Pero hay momentos —a veces mínimos, a veces devastadores— donde algo en nosotros se despierta desde el fondo, y ya no podemos volver a dormirnos igual.
Entonces se rompe el lazo con el uno, pero no siempre se crea otro.
No encajar es empezar a ser, pero también es quedarse sin lugar.
Y ahí es donde duele más: porque en el intento de salir del simulacro, no aparece automáticamente el encuentro.
No hay una comunidad lista del otro lado.
Los que no encajan también están solos.
Y rara vez coinciden en tiempo, forma o intensidad.
Walter Benjamin habló de la pérdida del aura: esa experiencia única, irrepetible, del aquí y ahora compartido.
En el mundo contemporáneo, dice, la repetición ha reemplazado a la presencia.
La experiencia se volvió mercancía, y el otro, decorado.
Por eso los que buscan un encuentro real parecen demasiado.
Hablan raro, sienten mucho, no responden en tiempo esperado, no editan sus emociones.
No saben performar lo adecuado.
Entonces se quedan afuera.
Como si por querer estar de verdad, ya no supieran estar como se espera.
Y sin embargo, algo aparece en esa intemperie.
No es consuelo.

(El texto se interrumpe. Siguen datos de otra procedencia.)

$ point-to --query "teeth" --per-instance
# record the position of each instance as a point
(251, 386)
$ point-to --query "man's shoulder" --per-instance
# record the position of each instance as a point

No es comunidad inmediata.
Pero hay una honestidad salvaje en saberse fuera de lugar y aún así no traicionarse para entrar.
Tal vez la soledad no desaparezca nunca del todo.
Tal vez no se trate de llenarla, sino de hacerle espacio sin volverse piedra.
De seguir hablando con la voz propia, aunque no siempre haya eco.
De reconocer —cuando se cruza a otro que también vibra desde el margen— que ese encuentro vale más que mil interacciones.
En tiempos de algoritmos, la coincidencia auténtica es un acto improbable.
Pero cuando sucede, no cura la soledad: le da sentido.